Cleaning the Iowa Liquor Sales Dataset
This R coding project aimed to clean the Iowa Liquor Sales dataset. Missing data was imputed using appropriate logic and methods, and categories were condensed by merging similar ones for ease of analysis and meaningful interpretation.
Background
This data is taken from the State of Iowa’s publicly available data website. It was and still is collected by the Iowa Department of Commerce, Alcoholic Beverages Division, who publishes the data. The page for the dataset can be accessed here: https://data.iowa.gov/Sales-Distribution/Iowa-Liquor-Sales/m3tr-qhgy.

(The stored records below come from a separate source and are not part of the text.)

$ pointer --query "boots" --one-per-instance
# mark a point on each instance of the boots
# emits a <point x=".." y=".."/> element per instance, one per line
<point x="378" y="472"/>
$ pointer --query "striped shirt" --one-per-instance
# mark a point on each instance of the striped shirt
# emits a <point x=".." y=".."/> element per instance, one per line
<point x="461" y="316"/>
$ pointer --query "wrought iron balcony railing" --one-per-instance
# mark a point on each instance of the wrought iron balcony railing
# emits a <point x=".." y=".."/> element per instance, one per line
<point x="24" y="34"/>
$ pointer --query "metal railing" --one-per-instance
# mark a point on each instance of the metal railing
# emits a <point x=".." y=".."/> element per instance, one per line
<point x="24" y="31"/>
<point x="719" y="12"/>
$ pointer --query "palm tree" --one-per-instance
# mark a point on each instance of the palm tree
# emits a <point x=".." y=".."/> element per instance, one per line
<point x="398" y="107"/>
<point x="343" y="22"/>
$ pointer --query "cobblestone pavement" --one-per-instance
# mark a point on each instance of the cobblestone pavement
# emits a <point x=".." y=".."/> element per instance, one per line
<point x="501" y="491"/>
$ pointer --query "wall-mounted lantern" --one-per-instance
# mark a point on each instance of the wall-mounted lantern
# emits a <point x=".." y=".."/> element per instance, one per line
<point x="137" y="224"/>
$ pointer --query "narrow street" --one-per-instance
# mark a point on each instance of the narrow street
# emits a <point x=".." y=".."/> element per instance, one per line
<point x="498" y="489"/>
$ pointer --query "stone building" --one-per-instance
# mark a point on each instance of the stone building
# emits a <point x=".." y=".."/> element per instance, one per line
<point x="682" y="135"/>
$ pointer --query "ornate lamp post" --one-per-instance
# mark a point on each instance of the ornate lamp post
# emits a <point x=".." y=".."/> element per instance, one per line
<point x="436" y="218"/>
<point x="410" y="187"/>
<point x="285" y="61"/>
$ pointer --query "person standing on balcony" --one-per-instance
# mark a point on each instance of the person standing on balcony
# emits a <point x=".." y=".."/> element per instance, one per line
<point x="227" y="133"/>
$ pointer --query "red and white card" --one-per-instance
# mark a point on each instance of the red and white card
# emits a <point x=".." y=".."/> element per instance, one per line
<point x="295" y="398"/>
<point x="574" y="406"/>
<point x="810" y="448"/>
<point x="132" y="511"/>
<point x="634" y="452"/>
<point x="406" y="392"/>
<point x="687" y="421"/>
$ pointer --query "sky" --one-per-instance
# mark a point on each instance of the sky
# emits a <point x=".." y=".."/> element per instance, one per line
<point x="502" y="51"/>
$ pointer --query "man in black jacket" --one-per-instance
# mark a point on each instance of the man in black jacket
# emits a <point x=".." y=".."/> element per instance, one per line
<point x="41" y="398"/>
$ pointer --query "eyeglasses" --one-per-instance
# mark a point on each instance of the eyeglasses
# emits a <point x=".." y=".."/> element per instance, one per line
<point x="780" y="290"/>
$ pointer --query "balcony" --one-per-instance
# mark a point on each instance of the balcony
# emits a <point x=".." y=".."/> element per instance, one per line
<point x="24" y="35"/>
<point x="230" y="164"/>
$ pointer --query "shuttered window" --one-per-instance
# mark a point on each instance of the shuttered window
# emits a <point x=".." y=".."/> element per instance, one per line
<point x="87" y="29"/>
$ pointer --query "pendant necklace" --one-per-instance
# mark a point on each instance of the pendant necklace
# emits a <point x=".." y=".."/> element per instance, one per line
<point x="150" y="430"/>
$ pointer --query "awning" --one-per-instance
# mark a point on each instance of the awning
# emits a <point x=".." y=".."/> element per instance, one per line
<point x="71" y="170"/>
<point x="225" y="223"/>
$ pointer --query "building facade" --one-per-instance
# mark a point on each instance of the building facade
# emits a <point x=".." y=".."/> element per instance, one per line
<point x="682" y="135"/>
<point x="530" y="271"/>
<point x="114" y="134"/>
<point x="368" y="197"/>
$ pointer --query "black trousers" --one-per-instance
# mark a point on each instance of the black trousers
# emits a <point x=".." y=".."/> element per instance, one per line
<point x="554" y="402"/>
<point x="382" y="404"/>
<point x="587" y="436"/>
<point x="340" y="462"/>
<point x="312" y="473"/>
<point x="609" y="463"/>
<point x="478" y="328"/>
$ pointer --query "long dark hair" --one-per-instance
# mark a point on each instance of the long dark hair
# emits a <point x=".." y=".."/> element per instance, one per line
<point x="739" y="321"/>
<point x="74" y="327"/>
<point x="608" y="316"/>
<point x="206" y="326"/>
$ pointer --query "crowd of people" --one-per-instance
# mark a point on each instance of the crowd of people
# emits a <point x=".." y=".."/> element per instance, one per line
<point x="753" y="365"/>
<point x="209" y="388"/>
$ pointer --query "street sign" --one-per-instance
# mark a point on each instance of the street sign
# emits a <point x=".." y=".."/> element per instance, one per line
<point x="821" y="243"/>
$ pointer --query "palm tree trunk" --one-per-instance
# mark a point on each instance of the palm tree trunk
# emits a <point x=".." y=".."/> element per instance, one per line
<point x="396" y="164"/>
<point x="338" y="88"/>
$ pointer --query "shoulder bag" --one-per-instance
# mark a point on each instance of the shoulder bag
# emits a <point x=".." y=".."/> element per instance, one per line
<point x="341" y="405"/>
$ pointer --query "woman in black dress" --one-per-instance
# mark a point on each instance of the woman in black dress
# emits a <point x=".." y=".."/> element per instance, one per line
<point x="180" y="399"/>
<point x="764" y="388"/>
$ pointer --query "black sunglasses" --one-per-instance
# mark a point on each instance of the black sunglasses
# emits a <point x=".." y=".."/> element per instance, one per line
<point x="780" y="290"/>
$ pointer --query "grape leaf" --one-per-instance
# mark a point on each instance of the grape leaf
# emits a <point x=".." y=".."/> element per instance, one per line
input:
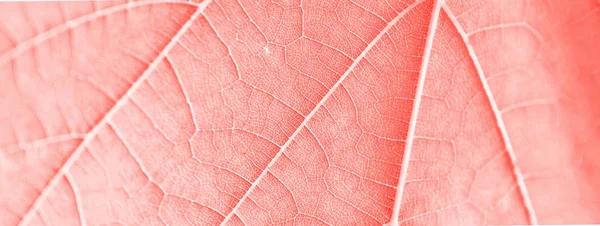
<point x="299" y="112"/>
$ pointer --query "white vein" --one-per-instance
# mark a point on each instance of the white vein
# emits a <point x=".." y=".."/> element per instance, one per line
<point x="26" y="45"/>
<point x="317" y="107"/>
<point x="415" y="112"/>
<point x="96" y="129"/>
<point x="499" y="122"/>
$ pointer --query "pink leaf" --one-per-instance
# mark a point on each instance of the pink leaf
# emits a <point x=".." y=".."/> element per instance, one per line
<point x="300" y="112"/>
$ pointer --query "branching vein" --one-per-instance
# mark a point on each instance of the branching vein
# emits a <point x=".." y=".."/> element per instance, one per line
<point x="415" y="112"/>
<point x="499" y="121"/>
<point x="30" y="214"/>
<point x="391" y="24"/>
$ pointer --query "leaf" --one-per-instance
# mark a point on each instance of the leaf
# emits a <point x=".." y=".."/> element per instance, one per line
<point x="306" y="112"/>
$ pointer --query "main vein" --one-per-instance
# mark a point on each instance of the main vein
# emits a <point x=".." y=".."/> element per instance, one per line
<point x="318" y="106"/>
<point x="415" y="112"/>
<point x="29" y="215"/>
<point x="499" y="121"/>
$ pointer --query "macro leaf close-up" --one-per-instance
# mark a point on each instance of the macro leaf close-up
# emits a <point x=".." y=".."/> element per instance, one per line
<point x="300" y="112"/>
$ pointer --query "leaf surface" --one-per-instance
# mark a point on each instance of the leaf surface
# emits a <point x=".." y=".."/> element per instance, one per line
<point x="306" y="112"/>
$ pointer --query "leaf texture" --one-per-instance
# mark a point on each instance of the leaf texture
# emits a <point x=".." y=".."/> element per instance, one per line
<point x="299" y="112"/>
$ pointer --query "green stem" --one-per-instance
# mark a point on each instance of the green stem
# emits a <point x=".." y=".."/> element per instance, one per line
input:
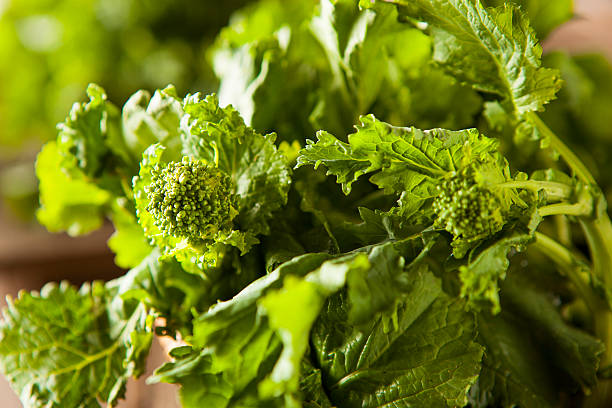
<point x="577" y="209"/>
<point x="564" y="151"/>
<point x="598" y="232"/>
<point x="573" y="267"/>
<point x="555" y="191"/>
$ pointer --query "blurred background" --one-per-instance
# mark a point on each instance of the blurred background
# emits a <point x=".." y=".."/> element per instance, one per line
<point x="51" y="49"/>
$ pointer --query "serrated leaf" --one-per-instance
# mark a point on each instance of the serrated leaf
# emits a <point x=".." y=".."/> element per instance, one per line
<point x="404" y="159"/>
<point x="494" y="50"/>
<point x="86" y="136"/>
<point x="259" y="171"/>
<point x="429" y="359"/>
<point x="148" y="120"/>
<point x="128" y="242"/>
<point x="544" y="15"/>
<point x="57" y="351"/>
<point x="68" y="202"/>
<point x="480" y="277"/>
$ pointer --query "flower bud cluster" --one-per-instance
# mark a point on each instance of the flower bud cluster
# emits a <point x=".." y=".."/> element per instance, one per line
<point x="465" y="209"/>
<point x="189" y="199"/>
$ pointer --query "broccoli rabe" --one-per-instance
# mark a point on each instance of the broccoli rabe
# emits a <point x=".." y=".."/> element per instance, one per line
<point x="465" y="209"/>
<point x="191" y="200"/>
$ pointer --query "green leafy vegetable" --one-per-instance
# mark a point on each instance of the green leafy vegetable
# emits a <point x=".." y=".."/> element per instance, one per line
<point x="452" y="266"/>
<point x="70" y="359"/>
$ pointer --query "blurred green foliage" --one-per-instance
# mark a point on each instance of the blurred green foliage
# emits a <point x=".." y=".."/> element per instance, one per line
<point x="51" y="49"/>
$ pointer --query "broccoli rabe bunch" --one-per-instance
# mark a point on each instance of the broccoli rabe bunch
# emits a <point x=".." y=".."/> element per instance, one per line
<point x="191" y="199"/>
<point x="466" y="209"/>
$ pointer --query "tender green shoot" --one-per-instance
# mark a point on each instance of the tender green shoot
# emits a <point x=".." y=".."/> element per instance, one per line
<point x="191" y="200"/>
<point x="466" y="209"/>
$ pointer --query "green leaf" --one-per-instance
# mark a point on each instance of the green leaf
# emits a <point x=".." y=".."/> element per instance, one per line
<point x="311" y="387"/>
<point x="259" y="171"/>
<point x="480" y="277"/>
<point x="405" y="159"/>
<point x="572" y="350"/>
<point x="429" y="359"/>
<point x="544" y="15"/>
<point x="293" y="309"/>
<point x="148" y="120"/>
<point x="57" y="349"/>
<point x="68" y="201"/>
<point x="128" y="242"/>
<point x="168" y="289"/>
<point x="235" y="349"/>
<point x="514" y="372"/>
<point x="494" y="50"/>
<point x="91" y="133"/>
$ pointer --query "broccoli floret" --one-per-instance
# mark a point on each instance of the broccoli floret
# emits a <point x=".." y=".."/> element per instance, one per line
<point x="465" y="209"/>
<point x="191" y="200"/>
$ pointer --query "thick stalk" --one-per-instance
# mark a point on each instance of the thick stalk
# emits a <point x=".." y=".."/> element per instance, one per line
<point x="564" y="151"/>
<point x="598" y="231"/>
<point x="574" y="268"/>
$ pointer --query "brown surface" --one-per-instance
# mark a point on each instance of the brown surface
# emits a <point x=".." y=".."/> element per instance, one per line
<point x="31" y="257"/>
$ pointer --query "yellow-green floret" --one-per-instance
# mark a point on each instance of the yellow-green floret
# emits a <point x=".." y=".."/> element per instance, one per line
<point x="191" y="200"/>
<point x="465" y="209"/>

The data I’ll be working with is the following:
Original Column Name | New Column Name | Description |
---|---|---|
Date | date | Date of order |
County | county | County where the store who ordered the liquor is located |
City | city | City where the store who ordered the liquor is located |
Zip Code | zipCode | Zip code where the store who ordered the liquor is located |
Store Number | store | Unique number assigned to the store who ordered the liquor |
Vendor Number | vendor | The vendor number of the company for the brand of liquor ordered |
Category Name | category | Category of the liquor ordered |
Item Description | item | Description of the individual liquor product ordered |
Sales (Dollars) | sales | Total cost of liquor order (number of bottles multiplied by the state bottle retail) |
State Bottle Cost | bottleCost | The amount that Alcoholic Beverages Division paid for each bottle of liquor ordered |
State Bottle Retail | bottleRetail | The amount the store paid for each bottle of liquor ordered |
Preliminaries
Loading the Required Libraries
These two packages are required to better work with the data.
library(tidyverse)
library(lubridate)
Reading in and Sampling the Data
Here, we first create a named vector, consisting of the desired names for our columns and the names of the columns in the dataset.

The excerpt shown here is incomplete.